Oggi tra i beni comuni si sono aggiunti altri beni. Su cui dovremmo cominciare a ragionare. Beni connessi ai mezzi di comunicazione informatici ad esempio. L’identità personale di ciascuno di noi, il diritto alla privacy, il diritto di pensarla come si vuole, il diritto e la possibilità di parola e di comunicazione. Diritti, beni comuni di ciascuno che - come le libertà pensate dai filosofi illuministi - debbono fare i conti non solo con il potere, ma anche con i limiti che trovano rispetto alle libertà altrui. Insomma, una cosa complicata anche perché in mezzo ci sta sempre qualcuno che non gioca allo stesso livello degli altri - il potere, chi ha più soldi, chi mette violenza nelle cose che fa o che dice -. E che sarebbe bene venisse collettivamente, dal basso, rintuzzato.

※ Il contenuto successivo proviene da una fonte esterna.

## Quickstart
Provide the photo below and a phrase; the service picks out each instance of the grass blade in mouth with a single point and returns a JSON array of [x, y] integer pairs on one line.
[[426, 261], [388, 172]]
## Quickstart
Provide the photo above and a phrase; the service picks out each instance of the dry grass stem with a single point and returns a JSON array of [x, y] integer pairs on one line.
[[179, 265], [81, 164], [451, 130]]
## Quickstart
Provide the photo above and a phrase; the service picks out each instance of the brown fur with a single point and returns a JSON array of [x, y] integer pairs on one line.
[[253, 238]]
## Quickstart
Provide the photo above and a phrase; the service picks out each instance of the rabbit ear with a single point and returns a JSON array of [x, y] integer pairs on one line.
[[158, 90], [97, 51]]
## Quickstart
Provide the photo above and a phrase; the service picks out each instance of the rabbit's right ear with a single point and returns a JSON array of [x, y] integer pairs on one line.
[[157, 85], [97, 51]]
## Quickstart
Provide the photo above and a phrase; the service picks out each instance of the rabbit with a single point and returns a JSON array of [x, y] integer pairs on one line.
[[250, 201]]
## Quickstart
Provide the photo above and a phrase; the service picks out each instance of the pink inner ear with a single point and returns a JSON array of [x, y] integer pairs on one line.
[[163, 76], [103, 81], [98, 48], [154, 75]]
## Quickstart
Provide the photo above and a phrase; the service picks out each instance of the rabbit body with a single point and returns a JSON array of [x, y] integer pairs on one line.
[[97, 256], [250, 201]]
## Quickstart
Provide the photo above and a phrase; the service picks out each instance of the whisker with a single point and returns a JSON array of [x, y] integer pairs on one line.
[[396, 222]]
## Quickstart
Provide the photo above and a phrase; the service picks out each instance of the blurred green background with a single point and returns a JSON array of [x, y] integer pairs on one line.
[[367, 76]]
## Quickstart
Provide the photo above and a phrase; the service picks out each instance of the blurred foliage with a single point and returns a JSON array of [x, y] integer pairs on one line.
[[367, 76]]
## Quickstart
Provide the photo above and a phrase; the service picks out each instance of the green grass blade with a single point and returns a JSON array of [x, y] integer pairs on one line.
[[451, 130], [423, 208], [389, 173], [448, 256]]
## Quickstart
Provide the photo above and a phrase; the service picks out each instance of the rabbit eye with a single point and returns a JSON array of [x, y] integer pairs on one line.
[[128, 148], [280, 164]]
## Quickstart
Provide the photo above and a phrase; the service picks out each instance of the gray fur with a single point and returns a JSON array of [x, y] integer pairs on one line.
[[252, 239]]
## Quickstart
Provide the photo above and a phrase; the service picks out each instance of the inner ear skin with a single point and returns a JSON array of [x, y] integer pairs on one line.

PS: Questa cosa dei beni comuni riguarda l’acqua, il suolo, l’energia. Tutte cose su cui l’Italia come comunità prima che come Stato si è mossa in maniera svogliata e approssimativa tanto a muoversi in maniera oculata ci pensano le lobby e le corporation. Riguarda le cose "nuove" come le identità digitali. L’articolo che abbiamo messo in link, e che ha fatto sorgere la riflessione contenuta in questo articolo è decisamente inquietante. Non solo nei social i tuoi contenuti non ti appartengono (ma diventano di proprietà dei Social, tu lavori gratis per loro), ma neppure il tuo account la tua identità ti appartiene. Mentre per quanto riguarda l’Italia, stiamo bellamente sperimentando, senza alcuna riflessione di sorta: abbiamo lo SPID che discrimina tutta la popolazione anziana, o quella non informatizzata (e ricordiamo che un quarto del Paese non sarà mai raggiungibile dalle connessioni DSL o Fibra perché in aree commercialmente non appetibili). Mentre ad una azienda privata viene ora demandata l’identità digitale: gli utenti dovranno caricare i propri documenti sulla app, come se lo Stato non disponesse già di questi dati; con questi dati il controllo su dove ti trovi e cosa stai facendo diverrà sempre più capillare. Se prima potevi usare il passaporto o la carta d’identità per andare all’estero, ora dovrai avere il telefonino. Con cui basta una qualsiasi alterazione elettromagnetica per farti diventare un non-cittadino, e sparire letteralmente dalla comunità. Con buona pace di Orwell e dei suoi fratelli.